Mitigating impact of COVID-19
The COVID-19 research opportunity is funded in collaboration by the CIHR, the International Development Research Centre, the Natural Sciences and Engineering Research Council of Canada, the Social Sciences and Humanities Research Council and Genome Canada. The opportunity focuses on two overall themes, which are medical countermeasures research, and social and policy countermeasures. The sub-themes of the research projects include clinical management, diagnostics, therapeutics, transmission dynamics and animal hosts, vaccines, governance and logistics, social dynamics, communications and trust, and public health response and its impact.
“Canada’s researchers are some of the best in the world, and this funding will allow them to conduct groundbreaking research on a novel coronavirus,” said the Honourable Patty Hajdu, Minister of Health. “Protecting the health and well-being of all Canadians is our top priority, and the research conducted thanks to this funding will contribute to mitigating the outbreak of COVID-19.”

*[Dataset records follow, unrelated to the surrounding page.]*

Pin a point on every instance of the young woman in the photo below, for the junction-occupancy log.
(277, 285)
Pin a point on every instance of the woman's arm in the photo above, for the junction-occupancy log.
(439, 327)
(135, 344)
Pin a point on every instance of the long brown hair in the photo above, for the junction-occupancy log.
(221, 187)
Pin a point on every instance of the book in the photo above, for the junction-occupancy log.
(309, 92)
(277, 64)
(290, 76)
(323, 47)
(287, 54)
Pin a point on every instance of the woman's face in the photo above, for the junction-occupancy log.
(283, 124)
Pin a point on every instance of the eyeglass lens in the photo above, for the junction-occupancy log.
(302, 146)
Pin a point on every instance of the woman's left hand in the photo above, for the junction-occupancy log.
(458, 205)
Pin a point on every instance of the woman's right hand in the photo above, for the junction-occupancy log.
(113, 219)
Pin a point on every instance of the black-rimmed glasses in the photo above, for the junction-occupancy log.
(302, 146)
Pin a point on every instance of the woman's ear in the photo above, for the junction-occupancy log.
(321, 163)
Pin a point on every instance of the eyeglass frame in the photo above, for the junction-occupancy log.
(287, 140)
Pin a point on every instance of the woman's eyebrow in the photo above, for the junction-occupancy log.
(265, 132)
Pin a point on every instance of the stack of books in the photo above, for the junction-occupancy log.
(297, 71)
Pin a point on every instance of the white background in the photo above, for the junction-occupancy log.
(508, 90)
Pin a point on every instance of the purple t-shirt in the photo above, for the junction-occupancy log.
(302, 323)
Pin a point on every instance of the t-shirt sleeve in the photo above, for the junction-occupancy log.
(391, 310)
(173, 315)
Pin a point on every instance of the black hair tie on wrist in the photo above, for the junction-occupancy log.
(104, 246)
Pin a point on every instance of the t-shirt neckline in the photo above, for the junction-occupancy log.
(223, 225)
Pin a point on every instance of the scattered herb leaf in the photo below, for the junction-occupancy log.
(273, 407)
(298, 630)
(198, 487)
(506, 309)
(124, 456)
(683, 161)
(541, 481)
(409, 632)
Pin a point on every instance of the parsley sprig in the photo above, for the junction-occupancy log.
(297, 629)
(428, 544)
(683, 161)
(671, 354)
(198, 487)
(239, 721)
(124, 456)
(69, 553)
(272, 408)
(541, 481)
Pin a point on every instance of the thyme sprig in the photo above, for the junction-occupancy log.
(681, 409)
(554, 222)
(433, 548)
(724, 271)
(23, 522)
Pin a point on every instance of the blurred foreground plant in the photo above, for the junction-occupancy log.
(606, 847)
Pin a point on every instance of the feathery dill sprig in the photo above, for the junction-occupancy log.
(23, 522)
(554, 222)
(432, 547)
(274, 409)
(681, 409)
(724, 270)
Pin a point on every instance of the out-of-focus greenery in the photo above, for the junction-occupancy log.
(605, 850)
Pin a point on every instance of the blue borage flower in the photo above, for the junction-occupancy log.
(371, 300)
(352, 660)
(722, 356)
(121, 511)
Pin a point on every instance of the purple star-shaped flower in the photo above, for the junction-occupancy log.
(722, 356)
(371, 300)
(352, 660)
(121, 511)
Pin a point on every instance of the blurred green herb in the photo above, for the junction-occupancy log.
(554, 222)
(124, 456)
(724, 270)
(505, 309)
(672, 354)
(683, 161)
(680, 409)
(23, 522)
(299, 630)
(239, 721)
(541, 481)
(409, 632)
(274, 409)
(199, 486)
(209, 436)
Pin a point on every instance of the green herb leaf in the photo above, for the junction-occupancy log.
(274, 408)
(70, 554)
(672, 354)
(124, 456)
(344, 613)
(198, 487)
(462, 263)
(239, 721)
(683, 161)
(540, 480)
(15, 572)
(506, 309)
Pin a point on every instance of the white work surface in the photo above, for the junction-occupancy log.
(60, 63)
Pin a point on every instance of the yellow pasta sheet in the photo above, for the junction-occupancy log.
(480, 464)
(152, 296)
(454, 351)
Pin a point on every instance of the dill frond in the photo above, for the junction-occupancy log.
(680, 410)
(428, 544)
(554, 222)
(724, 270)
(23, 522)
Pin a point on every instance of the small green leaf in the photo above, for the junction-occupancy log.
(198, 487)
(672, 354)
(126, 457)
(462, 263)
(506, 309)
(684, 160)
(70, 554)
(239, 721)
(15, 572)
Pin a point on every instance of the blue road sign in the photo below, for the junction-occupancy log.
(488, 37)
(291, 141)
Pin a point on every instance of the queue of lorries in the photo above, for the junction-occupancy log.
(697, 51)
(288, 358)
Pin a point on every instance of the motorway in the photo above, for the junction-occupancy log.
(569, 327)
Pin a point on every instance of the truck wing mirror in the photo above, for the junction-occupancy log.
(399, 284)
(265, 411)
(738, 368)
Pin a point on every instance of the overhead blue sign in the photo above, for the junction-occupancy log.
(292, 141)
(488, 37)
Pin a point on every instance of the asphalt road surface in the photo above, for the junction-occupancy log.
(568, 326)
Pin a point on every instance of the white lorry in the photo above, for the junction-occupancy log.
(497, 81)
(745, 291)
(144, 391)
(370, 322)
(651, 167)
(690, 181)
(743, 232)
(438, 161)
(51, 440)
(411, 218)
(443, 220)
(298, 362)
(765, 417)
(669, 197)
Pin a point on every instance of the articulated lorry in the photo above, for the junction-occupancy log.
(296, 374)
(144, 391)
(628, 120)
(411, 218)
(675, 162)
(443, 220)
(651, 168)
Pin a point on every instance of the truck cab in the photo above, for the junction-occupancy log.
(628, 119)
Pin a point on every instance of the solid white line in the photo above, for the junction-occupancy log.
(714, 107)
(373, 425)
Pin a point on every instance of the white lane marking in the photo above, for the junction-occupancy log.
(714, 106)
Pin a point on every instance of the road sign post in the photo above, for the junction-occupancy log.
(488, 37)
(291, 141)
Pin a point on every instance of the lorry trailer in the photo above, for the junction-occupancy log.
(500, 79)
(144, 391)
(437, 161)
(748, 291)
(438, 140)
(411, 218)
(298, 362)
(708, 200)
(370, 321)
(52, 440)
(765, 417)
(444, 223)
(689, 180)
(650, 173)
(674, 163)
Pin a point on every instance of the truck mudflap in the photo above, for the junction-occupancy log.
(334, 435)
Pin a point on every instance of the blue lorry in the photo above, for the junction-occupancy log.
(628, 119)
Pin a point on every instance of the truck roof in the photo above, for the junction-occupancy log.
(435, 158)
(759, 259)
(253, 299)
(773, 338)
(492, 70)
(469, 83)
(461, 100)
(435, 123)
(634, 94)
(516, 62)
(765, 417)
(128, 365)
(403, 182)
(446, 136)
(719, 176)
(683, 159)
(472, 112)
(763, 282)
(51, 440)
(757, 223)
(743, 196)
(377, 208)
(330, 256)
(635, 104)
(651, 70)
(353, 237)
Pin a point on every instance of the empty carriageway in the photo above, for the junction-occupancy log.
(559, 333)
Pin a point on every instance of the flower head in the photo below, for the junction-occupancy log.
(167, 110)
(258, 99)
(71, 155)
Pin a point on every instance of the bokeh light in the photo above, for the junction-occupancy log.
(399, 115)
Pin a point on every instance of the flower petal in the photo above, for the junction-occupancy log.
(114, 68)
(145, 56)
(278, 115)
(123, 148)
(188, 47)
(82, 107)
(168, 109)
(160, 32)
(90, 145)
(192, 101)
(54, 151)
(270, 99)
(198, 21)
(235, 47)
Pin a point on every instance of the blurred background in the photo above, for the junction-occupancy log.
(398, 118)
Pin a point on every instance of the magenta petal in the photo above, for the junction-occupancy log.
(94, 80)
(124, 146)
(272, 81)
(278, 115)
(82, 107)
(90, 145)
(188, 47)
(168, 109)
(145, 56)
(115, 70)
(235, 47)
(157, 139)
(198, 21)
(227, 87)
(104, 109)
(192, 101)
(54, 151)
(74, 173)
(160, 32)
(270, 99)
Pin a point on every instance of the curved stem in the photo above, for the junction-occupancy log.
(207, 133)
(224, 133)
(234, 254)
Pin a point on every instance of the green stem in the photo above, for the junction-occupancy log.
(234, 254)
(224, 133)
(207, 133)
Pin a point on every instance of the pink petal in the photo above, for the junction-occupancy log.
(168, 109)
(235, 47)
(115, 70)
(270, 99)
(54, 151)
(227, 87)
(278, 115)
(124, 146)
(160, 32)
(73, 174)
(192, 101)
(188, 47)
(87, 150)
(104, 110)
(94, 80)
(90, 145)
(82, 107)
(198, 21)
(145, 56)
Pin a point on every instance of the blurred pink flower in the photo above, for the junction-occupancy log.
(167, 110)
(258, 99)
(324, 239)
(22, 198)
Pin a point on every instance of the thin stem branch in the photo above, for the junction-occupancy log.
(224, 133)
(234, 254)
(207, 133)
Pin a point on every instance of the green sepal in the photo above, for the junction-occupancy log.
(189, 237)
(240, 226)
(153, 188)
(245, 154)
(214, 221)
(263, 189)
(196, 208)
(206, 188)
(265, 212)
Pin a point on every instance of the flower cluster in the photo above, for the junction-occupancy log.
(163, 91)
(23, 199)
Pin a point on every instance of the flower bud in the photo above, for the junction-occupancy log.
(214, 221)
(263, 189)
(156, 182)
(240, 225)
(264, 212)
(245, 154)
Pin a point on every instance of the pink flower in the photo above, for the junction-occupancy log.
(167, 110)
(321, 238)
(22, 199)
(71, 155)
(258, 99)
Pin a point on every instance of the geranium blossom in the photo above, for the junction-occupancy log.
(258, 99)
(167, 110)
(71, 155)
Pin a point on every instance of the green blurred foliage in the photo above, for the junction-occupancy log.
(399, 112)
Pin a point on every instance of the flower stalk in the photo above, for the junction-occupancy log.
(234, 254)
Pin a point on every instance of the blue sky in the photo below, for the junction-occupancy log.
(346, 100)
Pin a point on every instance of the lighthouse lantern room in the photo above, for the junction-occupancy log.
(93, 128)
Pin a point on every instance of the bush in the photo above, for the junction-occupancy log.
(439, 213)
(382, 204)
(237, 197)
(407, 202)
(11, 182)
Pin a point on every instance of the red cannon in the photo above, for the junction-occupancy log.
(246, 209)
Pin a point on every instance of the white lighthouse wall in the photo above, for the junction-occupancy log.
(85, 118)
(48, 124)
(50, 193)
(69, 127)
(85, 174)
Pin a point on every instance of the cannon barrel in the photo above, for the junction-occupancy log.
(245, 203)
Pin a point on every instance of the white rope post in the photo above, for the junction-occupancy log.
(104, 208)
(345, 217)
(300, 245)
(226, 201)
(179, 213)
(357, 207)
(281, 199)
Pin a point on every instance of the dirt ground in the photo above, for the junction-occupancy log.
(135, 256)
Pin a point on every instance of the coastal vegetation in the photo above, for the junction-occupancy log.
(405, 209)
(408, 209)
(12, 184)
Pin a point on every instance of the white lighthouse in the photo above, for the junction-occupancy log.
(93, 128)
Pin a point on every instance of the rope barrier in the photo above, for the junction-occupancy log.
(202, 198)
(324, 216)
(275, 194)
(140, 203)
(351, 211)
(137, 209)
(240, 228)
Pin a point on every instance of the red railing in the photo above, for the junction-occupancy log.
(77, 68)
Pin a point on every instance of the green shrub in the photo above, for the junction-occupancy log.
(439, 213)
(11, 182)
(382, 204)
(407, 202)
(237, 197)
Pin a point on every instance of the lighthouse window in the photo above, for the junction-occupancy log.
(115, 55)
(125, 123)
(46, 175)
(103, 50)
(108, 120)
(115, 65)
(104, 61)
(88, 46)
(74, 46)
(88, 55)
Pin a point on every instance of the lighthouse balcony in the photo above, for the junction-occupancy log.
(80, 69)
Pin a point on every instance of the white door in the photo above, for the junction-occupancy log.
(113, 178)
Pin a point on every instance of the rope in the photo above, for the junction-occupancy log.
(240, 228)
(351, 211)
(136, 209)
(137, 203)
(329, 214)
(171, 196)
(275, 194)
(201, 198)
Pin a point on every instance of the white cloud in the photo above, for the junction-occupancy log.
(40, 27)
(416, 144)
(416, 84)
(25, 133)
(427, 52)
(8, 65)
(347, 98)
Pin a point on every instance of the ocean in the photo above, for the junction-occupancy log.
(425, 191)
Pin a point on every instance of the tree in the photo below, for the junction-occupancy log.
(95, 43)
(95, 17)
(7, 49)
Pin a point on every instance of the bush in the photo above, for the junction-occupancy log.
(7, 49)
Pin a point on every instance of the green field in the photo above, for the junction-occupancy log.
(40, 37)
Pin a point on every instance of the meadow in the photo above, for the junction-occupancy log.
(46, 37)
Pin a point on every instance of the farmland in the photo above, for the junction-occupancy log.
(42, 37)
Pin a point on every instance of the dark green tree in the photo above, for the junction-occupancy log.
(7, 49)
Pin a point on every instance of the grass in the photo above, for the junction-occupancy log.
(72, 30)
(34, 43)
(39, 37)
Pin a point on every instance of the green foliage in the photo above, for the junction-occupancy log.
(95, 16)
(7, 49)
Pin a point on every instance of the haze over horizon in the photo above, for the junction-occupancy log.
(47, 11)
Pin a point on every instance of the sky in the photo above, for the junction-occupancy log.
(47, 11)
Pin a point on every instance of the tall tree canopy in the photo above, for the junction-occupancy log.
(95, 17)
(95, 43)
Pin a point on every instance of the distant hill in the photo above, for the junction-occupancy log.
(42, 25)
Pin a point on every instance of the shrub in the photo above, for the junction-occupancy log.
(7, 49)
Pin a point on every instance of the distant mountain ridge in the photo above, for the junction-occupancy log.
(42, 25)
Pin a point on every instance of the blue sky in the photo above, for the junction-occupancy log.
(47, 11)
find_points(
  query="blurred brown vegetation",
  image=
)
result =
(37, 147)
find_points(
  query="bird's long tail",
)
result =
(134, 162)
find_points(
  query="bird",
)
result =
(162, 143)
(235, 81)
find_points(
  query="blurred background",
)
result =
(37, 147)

A public health emergency of international concern
First identified on December 31, 2019 by the authorities of Wuhan, Hubei province, China, as a cluster of pneumonia cases, the disease has spread to a number of countries outside China, with new cases identified daily. On January 30, 2020, the World Health Organization (WHO) declared the COVID-19 outbreak a Public Health Emergency of International Concern (PHEIC). This declaration was made in response to the rapid spread of the virus and was made to jumpstart a coordinated effort to enhance preparedness globally. As of March 3 2020, there are more than 90,000 confirmed cases and close to 3,000 deaths around the world.
Global surveillance is critical for monitoring and guiding public health efforts to control the spread of emerging infectious diseases such as COVID-19.
Some types of surveillance, such as digital disease surveillance (DDS) systems developed and operated by the Public Health Agency of Canada (PHAC) and the WHO, hold particular promise for monitoring societal reactions, including public health control measures. DDS use methods from artificial intelligence to comb through information in online media reports from around the world to detect information about disease epidemics. Currently, the focus of DDS is detection, because despite the promise of DDS for monitoring societal reactions and public health control measures, existing DDS systems do not automate the extraction of information about community and public health responses to epidemics.
Using online news media to assess community and public health responses to COVID-19
Canada has played a leading role in developing computer-based systems for scanning news on the internet to detect signals of infectious diseases. Buckeridge and his team will work with the PHAC and the WHO to develop artificial intelligence methods for analyzing news on the internet to understand how communities and public health agencies around the world are responding to the COVID-19 epidemic.
To realize this goal, they will characterize the global evolution of COVID-19 in terms of community reaction and public health response by applying machine-learning methods to online news media from DDS. They will also compare the evolution of the COVID-19 epidemic in the online news media to the evolution as measured through official sources, to assess how observed differences may be explained by biases in media and other factors.
The results will enrich our understanding of global variations in community and public health responses to COVID-19, generate evidence to guide and identify effective strategies for controlling COVID-19, and enhance the capacity of DDS to improve global disease surveillance in the future.